TaskWeaver
TaskWeaver copied to clipboard
Multiple RAG as plugins
I have multiple RAG which I want to implement into Taskweaver as plugins.
RAG A will get data from Chromadb A. RAG B will get data from Chromadb B.
Hence I am looking at 'multiple yaml file into one Python implementation'. (https://microsoft.github.io/TaskWeaver/docs/plugin/multi_yaml_single_impl) All code should be the same, the only difference is the vectorstore.
I also saw from your previous RAG plugin example 'document_retriever.py' where you initiate the vectorstore for one time only, and the vectorstore will not be initiated again for subsequent queries if it has already done so. (Do I have the correct understanding?)

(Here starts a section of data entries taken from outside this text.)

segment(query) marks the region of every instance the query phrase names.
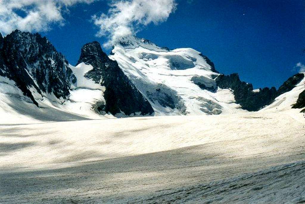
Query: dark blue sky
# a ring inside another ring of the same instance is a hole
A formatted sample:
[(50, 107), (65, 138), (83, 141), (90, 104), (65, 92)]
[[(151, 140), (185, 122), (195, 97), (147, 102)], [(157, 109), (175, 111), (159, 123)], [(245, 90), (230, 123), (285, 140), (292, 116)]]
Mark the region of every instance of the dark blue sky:
[[(305, 63), (304, 1), (177, 2), (166, 22), (151, 24), (137, 36), (171, 49), (193, 48), (210, 58), (221, 73), (238, 73), (255, 88), (278, 88), (297, 72), (292, 70), (297, 63)], [(106, 1), (73, 6), (63, 15), (65, 26), (55, 25), (41, 34), (75, 65), (84, 44), (106, 41), (95, 36), (98, 29), (90, 19), (109, 8)]]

`@register_plugin class DocumentRetriever(Plugin): vectorstore = None
def _init(self):
try:
import tiktoken
from langchain_community.embeddings import HuggingFaceEmbeddings
from langchain_community.vectorstores import FAISS
except ImportError:
raise ImportError("Please install langchain-community first.")
self.embeddings = HuggingFaceEmbeddings(model_name="all-MiniLM-L6-v2")
self.vectorstore = FAISS.load_local(
folder_path=self.config.get("index_folder"),
embeddings=self.embeddings,
)
with open(
os.path.join(
self.config.get("index_folder"),
"chunk_id_to_index.pkl",
),
"rb",
) as f:
self.chunk_id_to_index = pickle.load(f)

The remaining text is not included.